In a nutshell here’s what you can automate with warnings:

 

  1. ETL: You bet, automate away if you know what your format your data needs to be in
  2. Model Building: Yes, because of the no free lunch theorem you should try multiple models on the same data set. Just be cautious of the algorithms you choose
  3. Evaluation: Yes, just compare each model results using the same and multiple performance metrics (i.e. LogLoss, AUC, Kappa, etc)
  4. Feature Generation: No at first.  This is where your thinking comes in on how to include new data or manipulate the existing data to create new features that your model can train on. After that, you can automate it

Data Science Helps Us Ask the Right Questions

We all do Data Science on a daily basis but sometimes we forget why we’re really doing it. It’s not to spend hours coding but rather it’s to answer often ambiguous questions.

We learn to ask the right questions at an early age.
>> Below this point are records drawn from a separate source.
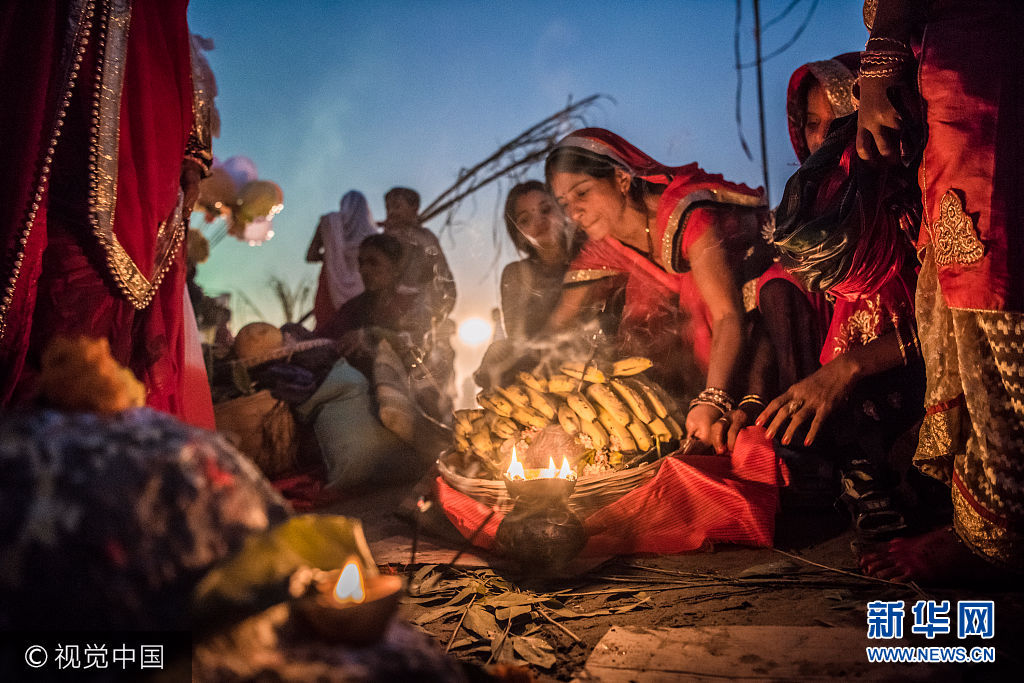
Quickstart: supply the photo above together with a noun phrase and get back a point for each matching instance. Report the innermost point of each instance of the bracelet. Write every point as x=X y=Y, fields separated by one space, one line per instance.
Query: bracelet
x=717 y=398
x=881 y=42
x=754 y=398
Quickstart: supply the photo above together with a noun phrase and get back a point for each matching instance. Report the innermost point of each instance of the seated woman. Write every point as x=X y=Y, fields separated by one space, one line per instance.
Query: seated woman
x=844 y=231
x=384 y=333
x=336 y=244
x=529 y=287
x=672 y=232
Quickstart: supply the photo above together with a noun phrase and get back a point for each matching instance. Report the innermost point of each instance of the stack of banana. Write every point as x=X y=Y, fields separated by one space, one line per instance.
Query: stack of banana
x=611 y=410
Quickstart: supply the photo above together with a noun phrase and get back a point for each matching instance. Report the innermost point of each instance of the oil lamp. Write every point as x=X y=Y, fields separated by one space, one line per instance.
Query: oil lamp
x=541 y=534
x=347 y=606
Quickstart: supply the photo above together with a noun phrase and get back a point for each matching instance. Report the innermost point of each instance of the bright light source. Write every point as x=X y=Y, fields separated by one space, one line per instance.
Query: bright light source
x=475 y=331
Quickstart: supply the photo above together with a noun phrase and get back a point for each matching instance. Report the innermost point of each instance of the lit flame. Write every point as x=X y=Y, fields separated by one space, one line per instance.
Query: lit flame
x=566 y=472
x=515 y=470
x=349 y=588
x=548 y=472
At an intersection, for example, a child might ask his parent: “Does red mean we must stop or just should stop.” The validity of the question will be confirmed by the answer in that case. Years later we ask questions about all aspects of our lives — jobs, finance, relationships etc. We hope to ask the right questions at the right time. [via Forbes]
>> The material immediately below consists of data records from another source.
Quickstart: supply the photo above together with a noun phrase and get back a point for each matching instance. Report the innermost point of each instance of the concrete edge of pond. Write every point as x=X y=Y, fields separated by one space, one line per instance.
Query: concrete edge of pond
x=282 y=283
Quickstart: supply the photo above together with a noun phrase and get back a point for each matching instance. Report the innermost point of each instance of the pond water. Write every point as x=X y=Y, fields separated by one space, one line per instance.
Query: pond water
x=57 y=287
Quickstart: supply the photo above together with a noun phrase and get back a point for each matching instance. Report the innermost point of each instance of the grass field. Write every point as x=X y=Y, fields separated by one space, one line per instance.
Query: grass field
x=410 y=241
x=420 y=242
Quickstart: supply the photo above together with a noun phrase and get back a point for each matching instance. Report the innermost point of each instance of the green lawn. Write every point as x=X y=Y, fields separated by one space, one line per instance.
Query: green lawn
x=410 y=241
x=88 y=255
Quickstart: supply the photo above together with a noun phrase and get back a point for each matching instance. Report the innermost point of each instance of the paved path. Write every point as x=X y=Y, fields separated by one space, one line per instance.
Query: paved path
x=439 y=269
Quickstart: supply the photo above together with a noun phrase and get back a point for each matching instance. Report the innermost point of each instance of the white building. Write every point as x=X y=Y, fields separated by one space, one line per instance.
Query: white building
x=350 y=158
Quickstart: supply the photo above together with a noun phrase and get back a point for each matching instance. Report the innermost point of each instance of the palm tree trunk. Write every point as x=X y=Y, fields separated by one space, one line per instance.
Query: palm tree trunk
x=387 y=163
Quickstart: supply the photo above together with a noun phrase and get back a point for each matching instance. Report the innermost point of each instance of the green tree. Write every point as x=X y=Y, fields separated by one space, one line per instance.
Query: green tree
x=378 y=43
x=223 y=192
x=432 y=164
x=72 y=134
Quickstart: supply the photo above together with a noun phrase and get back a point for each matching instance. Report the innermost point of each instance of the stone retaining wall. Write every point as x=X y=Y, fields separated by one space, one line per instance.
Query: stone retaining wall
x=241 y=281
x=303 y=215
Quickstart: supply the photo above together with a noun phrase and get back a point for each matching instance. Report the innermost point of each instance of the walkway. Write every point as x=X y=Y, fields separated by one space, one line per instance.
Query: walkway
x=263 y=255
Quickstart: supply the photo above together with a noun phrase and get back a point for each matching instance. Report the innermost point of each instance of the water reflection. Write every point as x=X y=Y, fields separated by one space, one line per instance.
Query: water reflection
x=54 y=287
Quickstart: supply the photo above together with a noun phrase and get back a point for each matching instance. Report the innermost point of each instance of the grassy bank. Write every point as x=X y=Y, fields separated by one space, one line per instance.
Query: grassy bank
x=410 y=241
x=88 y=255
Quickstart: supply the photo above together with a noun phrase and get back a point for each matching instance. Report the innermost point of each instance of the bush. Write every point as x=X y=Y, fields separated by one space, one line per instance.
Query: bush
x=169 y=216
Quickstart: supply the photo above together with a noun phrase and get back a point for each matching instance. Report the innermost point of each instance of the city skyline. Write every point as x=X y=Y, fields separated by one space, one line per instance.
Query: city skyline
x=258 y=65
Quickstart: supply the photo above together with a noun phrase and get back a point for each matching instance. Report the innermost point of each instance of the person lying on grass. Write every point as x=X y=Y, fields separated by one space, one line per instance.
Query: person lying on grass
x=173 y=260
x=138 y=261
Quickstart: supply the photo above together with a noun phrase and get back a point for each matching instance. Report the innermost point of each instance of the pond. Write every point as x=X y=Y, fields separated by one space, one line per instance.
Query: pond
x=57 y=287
The formulation of the right questions (aka hypothesis) is key.

When we take on complex scientific problems using data science, asking the right questions at each stop is critical to the process. Failure to do so may make the difference between frustration and profound innovation. Aim carefully and with proper consideration in order to sculpt the right question. You may not get a second chance. [emphasis mine]

 

Millennials can’t catch a break

This is just nuts. Millennials just can’t seem to catch a break. Now AI is coming for their jobs.

Research released by Gallup on Thursday indicates a collision between technology and “business as usual” is coming soon, and the fallout will be ugly, especially for Millennials. Automation and artificial intelligence (AI) are among the most disruptive forces descending upon the workplace, says the Gallup report, and 37% of Millennials “are at high risk of having their job replaced by automation, compared with 32% of those in the two older generations.”[via Forbes]

So how can they stay relevant? Look for new trends in hiring. The top one I can think of is Data Science.

If you’re considering a career move, get a beat on what jobs are trending up (software engineer) and which ones are on their way out (reporter). You can boost your skills through a boot camp or with a traditional degree, no matter what your industry is, but know that some companies may prefer a regular degree over a boot-camp certificate or DIY learning.

But those industries might be susceptible to offshoring.

Though the Bureau of Labor Statistics (BLS) says that programmer and coder jobs will decline 8% due to outsourcing to other countries from 2014 to 2024, there will still be plenty of work, and in many cases, it will be too unwieldily to move massive operations overseas.

So in other words, Millennials can’t seem to catch a break. If I were part of that creative and awesome generation, I’d probably go the route of entrepreneurship.